Оказалось, нет ничего более стремительно остывающего, становящегося на удалении более бессмысленным, чем общественно-политические страдания Родины. До меня доносится оттуда только навязчивый звон несправедливости. Я читаю и смотрю, как жвачку, и узнаю, что все это настолько касается меня, насколько я вовлечен в это. Но внутренний голос противится, когда я решаю вроде как поставить точку и воздержаться от дальнейшего жевания. Это рвет мою призрачную пуповину с отечеством, это отнимает у меня даже фантомный корень, и я оказываюсь на третий год настолько здесь ничем, в пустоте пустыни, в разгаре лета, что ослепительный ужас бьет через позвоночник: а если я не русский, не россиянин, не человек? Я староват, как говорится, для этого дерьма. Мне придется оставаться хотя бы чем-то.

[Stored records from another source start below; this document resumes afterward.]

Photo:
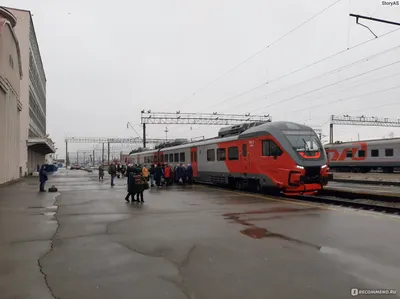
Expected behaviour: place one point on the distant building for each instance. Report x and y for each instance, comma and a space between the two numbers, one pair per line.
34, 144
10, 104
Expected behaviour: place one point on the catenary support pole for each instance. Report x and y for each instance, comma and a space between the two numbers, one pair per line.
108, 153
66, 154
144, 135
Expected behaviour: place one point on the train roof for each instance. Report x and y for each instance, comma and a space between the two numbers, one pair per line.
371, 141
263, 129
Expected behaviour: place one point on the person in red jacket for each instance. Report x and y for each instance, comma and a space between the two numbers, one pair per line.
167, 175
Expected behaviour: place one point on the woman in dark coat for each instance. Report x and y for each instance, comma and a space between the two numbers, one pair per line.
140, 182
158, 174
42, 178
131, 184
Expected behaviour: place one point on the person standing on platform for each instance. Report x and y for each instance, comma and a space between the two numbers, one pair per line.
145, 172
158, 175
112, 170
131, 187
42, 178
167, 175
152, 173
189, 173
140, 186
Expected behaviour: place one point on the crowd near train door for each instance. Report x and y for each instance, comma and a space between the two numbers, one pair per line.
193, 160
245, 159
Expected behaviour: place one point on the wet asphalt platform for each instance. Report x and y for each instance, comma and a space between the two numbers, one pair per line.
186, 242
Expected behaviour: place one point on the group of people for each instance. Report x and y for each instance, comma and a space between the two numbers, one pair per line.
164, 174
138, 177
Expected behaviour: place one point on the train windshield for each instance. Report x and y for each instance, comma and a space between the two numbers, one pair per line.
303, 141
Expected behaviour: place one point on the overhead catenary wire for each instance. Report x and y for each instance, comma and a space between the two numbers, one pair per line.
258, 52
329, 85
298, 70
319, 76
349, 98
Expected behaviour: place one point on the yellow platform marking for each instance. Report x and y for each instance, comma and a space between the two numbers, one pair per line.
386, 216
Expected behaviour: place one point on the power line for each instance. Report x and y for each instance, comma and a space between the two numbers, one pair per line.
329, 85
349, 98
320, 76
299, 69
258, 52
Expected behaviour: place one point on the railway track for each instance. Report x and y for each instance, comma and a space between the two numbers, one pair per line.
389, 207
369, 202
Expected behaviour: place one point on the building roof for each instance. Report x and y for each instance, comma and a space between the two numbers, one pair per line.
8, 19
8, 16
33, 27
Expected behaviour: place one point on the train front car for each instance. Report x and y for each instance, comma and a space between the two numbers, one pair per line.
290, 157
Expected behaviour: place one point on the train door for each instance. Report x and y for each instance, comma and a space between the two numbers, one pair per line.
193, 160
245, 159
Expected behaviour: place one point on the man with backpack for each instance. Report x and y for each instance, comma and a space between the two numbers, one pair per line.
112, 170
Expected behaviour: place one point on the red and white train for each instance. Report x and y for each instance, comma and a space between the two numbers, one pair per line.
364, 156
282, 155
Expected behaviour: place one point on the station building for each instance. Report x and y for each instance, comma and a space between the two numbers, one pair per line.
10, 102
34, 142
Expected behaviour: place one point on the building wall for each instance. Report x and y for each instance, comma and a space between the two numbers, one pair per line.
33, 90
10, 106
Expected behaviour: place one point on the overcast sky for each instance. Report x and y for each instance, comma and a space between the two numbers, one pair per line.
105, 61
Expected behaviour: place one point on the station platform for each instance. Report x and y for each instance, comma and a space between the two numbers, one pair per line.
387, 191
373, 178
186, 242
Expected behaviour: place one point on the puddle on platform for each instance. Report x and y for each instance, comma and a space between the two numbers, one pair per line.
259, 233
271, 210
256, 232
48, 207
48, 213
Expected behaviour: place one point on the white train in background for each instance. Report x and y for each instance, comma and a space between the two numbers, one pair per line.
364, 156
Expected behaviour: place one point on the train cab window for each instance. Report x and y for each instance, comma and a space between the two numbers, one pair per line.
389, 152
221, 154
233, 153
270, 148
210, 155
374, 153
361, 153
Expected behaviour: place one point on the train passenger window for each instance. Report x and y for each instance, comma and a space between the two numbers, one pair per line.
389, 152
244, 150
270, 148
233, 153
210, 155
221, 154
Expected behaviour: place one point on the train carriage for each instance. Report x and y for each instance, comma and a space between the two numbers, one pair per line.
364, 156
282, 155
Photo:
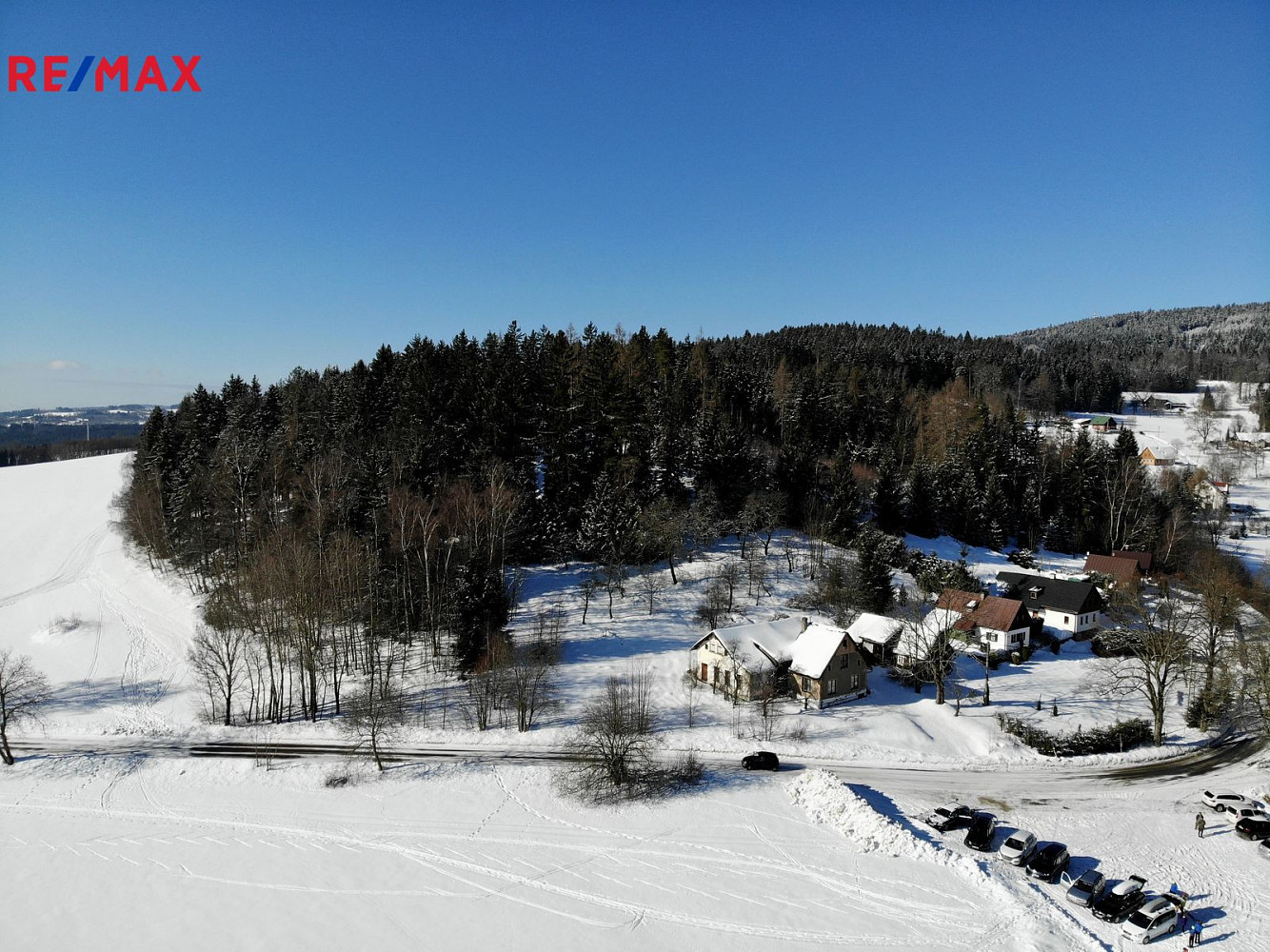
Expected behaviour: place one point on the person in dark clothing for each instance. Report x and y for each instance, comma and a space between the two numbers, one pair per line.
1197, 932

Пусть уж и дальше – как было много лет – прежнее отечественное, кисловатое дерьмо, зато понятное, знакомое, как свои пять пальцев, прошлое – ох, да вообще у него одни плюсы. К тому же, когда Попутчица рассказывает, глаза ее ярко сверкают. Однажды, правда, это сделается началом конца: в предпоследнем разговоре я брошу неосторожно: «Слушай, да это же общество терпил, чего ты ждешь от него?» – и ее перемкнет от ярости. Она припомнит и то, что я не выбирал себе эмиграцию, и что я не бывал дома N лет, и что я приставал к ней, когда она ясно сказала «нет», и что я потерял идентичность, не стал ничем определенным, не стал человеком без привязи. «Малыш, какое все это имеет значение? Это винегрет, малыш».

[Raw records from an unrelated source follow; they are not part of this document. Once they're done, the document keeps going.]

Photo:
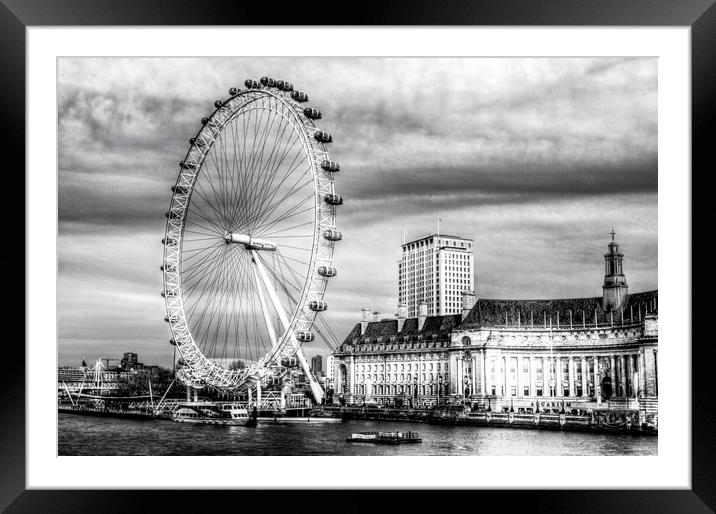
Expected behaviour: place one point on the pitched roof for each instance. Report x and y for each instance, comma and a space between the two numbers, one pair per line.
492, 312
489, 312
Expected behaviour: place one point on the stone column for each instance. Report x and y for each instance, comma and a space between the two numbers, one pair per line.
484, 370
533, 389
558, 372
642, 371
505, 372
613, 375
585, 377
546, 375
520, 379
474, 373
597, 388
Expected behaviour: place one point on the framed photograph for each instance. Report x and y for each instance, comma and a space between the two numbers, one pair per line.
431, 240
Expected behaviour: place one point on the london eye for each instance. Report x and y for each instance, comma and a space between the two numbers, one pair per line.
249, 238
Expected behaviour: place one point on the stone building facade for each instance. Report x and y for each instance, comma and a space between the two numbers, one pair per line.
521, 355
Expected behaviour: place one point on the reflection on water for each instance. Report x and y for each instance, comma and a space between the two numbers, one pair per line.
82, 435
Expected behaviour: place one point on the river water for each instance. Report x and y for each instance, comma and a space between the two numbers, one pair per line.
85, 435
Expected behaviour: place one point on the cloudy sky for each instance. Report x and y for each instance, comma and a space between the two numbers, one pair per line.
534, 159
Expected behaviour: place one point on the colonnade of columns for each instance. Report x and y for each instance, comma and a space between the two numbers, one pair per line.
554, 375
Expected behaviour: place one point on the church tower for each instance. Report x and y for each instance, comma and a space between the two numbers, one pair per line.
615, 287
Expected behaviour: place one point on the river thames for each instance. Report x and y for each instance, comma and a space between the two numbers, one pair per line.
85, 435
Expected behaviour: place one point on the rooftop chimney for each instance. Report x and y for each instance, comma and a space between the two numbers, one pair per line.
468, 302
402, 314
422, 314
365, 319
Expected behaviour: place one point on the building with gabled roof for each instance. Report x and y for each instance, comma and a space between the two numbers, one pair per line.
521, 355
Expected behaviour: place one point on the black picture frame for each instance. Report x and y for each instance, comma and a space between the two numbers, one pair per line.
700, 15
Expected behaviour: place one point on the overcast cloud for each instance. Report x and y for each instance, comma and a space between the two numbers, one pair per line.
535, 159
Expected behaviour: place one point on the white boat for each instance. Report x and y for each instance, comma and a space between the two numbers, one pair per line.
298, 419
209, 413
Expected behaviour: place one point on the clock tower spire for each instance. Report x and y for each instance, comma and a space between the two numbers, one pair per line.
615, 287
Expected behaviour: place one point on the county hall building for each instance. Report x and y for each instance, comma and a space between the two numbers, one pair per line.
524, 355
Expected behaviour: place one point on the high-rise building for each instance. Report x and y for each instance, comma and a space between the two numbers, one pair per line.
436, 270
329, 367
317, 365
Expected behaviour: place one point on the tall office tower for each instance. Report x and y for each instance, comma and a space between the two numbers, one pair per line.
435, 269
317, 365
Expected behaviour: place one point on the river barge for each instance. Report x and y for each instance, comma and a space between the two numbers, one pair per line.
385, 437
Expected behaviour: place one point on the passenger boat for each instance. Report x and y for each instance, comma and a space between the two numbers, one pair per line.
210, 413
385, 437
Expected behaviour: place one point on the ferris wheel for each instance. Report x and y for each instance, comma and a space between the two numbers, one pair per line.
249, 237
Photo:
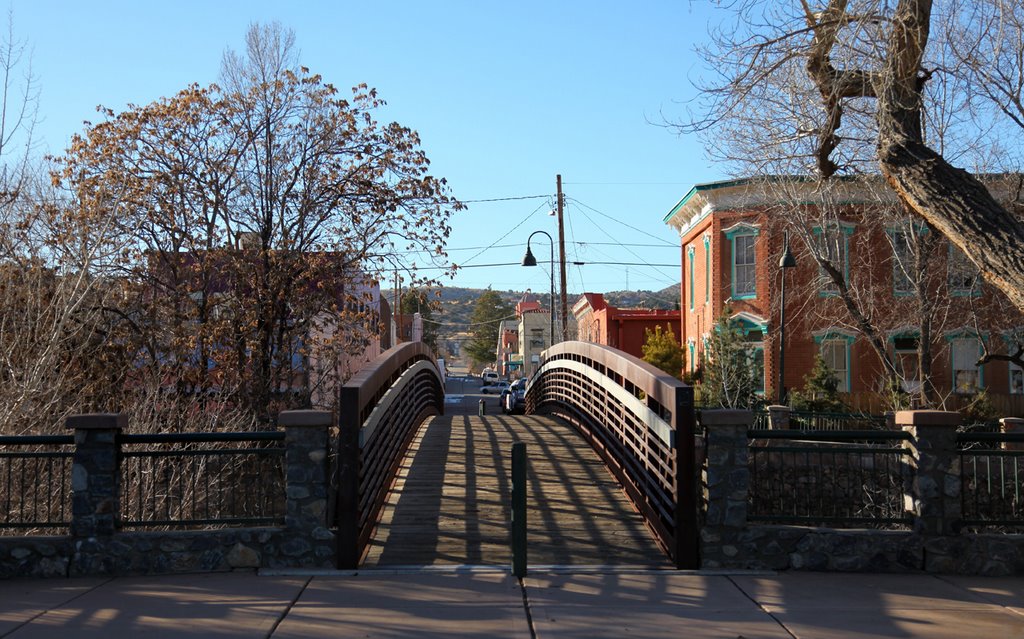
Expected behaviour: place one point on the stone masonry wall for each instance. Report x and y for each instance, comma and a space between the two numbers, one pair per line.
96, 546
932, 496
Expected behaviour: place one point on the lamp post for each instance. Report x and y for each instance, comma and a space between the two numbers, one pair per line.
786, 261
529, 260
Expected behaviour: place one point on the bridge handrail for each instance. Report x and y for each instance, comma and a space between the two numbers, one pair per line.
380, 410
640, 420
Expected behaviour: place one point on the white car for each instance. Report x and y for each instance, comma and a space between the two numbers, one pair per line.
494, 387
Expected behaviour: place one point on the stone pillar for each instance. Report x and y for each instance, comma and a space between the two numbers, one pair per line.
727, 482
95, 474
309, 542
932, 490
778, 417
1011, 425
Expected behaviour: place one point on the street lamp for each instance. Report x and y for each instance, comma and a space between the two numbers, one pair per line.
786, 261
529, 260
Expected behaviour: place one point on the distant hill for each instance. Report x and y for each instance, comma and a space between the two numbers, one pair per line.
456, 304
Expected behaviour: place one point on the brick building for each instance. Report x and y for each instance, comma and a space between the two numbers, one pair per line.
731, 237
624, 329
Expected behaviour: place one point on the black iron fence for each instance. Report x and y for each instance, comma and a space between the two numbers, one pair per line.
35, 483
202, 479
838, 478
814, 420
992, 481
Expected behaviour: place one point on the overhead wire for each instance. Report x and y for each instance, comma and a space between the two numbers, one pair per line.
670, 280
639, 230
509, 232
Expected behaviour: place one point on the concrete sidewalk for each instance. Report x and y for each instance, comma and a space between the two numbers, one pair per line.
492, 603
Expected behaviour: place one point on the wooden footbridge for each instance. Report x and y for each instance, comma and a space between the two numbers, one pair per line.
603, 479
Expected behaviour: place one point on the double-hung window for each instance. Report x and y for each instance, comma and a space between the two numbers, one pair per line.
834, 247
743, 237
836, 352
907, 363
902, 263
965, 351
962, 273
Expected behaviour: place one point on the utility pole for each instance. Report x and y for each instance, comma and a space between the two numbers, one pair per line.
561, 261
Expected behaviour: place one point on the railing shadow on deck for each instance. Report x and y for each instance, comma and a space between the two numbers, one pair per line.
380, 410
640, 421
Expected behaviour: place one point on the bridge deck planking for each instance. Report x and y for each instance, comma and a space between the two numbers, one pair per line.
451, 502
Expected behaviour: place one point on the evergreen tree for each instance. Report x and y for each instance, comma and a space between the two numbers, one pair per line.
415, 301
728, 375
487, 313
662, 349
820, 390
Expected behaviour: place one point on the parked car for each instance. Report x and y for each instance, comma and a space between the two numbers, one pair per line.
495, 387
514, 401
489, 377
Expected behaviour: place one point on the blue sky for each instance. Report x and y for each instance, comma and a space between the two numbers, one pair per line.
505, 95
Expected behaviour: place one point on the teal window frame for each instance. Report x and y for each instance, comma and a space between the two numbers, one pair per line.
897, 235
707, 269
954, 254
689, 255
847, 229
951, 339
755, 349
847, 340
743, 230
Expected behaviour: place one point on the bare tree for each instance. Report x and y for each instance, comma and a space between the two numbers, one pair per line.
843, 86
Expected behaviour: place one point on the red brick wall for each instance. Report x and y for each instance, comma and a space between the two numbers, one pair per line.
807, 311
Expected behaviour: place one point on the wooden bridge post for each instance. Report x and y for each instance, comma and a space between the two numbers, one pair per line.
519, 509
347, 479
687, 533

Но здесь, в американской Соноре, за много лет до нашей ссоры-фейерверка, в глубинке, в голубой тени горы, мы одно целое, и мы едем оба впервые увидеть L. Я увижу напряженного и немолодого мужчину. Приземистого, с прямоугольной головой и ястребиными глазами. Мне неловко смотреть на Попутчицу с L: с одной стороны, я привез ее, тащил на себе, убеждал, похлопывал по плечу, с другой стороны, я позволил ей соблазнить себя, вынырнуть ненадолго из расщелины смерти… И вот она подводит нас нос к носу. Дурацкая неловкая секунда.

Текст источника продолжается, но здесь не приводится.